Open AI-o1 outperforms ChatGPT-3.5 and ChatGPT-4 in accuracy, depth, and reliability when addressing complex clinical questions related to Programmed Cell Death in multiple myeloma. Its advanced "thinking" ability facilitates comprehensive and evidence-based responses, making it a more dependable tool for clinical decision support. These findings suggest that Open AI-o1 holds significant potential for enhancing clinical practices in specialized oncological fields, though ongoing validation and integration with human expertise remain essential.

摘要

未标注

摘要:目的:本研究旨在比较三种大语言模型(LLMs)——ChatGPT-3.5、ChatGPT-4和Open AI-o1——在解决与多发性骨髓瘤程序性细胞死亡相关的临床问题方面的表现。通过评估每个模型的准确性、全面性和自我纠正能力,该研究试图确定在这个专门的肿瘤学背景下支持临床决策的最有效工具。

方法

从近期高影响力的肿瘤学期刊、国际骨髓瘤工作组(IMWG)指南和著名医学数据库中精心挑选了一组全面的40个临床问题,涵盖多发性骨髓瘤程序性细胞死亡的各个方面。
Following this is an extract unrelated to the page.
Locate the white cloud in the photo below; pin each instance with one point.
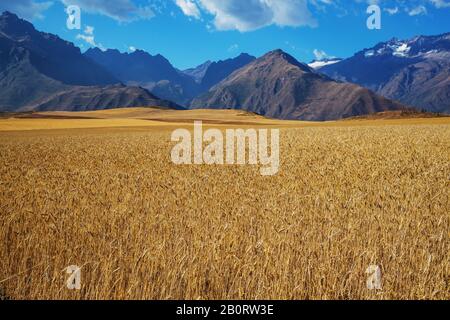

这些问题由四位在该领域具有专业知识的血液肿瘤学家组成的小组进行完善和验证。在受控环节中,将每个问题分别向ChatGPT-3.5、ChatGPT-4和Open AI-o1提出。回答进行匿名处理,并由同一小组使用五点李克特量表评估准确性、深度和完整性。根据累积分数将回答分为“优秀”、“满意”或“不足”。此外,通过对最初不足的回答提供反馈并重新评估修订后的答案来评估模型的自我纠正能力。使用科恩卡帕系数测量评分者间信度。

结果

Open AI-o1始终生成最广泛和详细的回答,与ChatGPT-3.5和ChatGPT-4相比,在所有领域的总分显著更高。它表现出“不足”回答的比例最低,“优秀”答案的百分比最高,在基于指南的问题上尤其出色。Open AI-o1还表现出卓越的自我纠正能力,在收到反馈后有效地改进了其回答。模型中科恩卡帕系数最高表明临床专家的评估一致性更高。用户满意度调查显示,85%的血液肿瘤学家将Open AI-o1评为“非常满意”,而ChatGPT-4为60%,ChatGPT-3.5为45%。

结论

在解决与多发性骨髓瘤程序性细胞死亡相关的复杂临床问题时,Open AI-o1在准确性、深度和可靠性方面优于ChatGPT-3.5和ChatGPT-4。其先进的“思维”能力有助于提供全面且基于证据的回答,使其成为更可靠的临床决策支持工具。这些发现表明,Open AI-o1在增强专门肿瘤学领域的临床实践方面具有巨大潜力,尽管持续的验证以及与人类专业知识的整合仍然至关重要。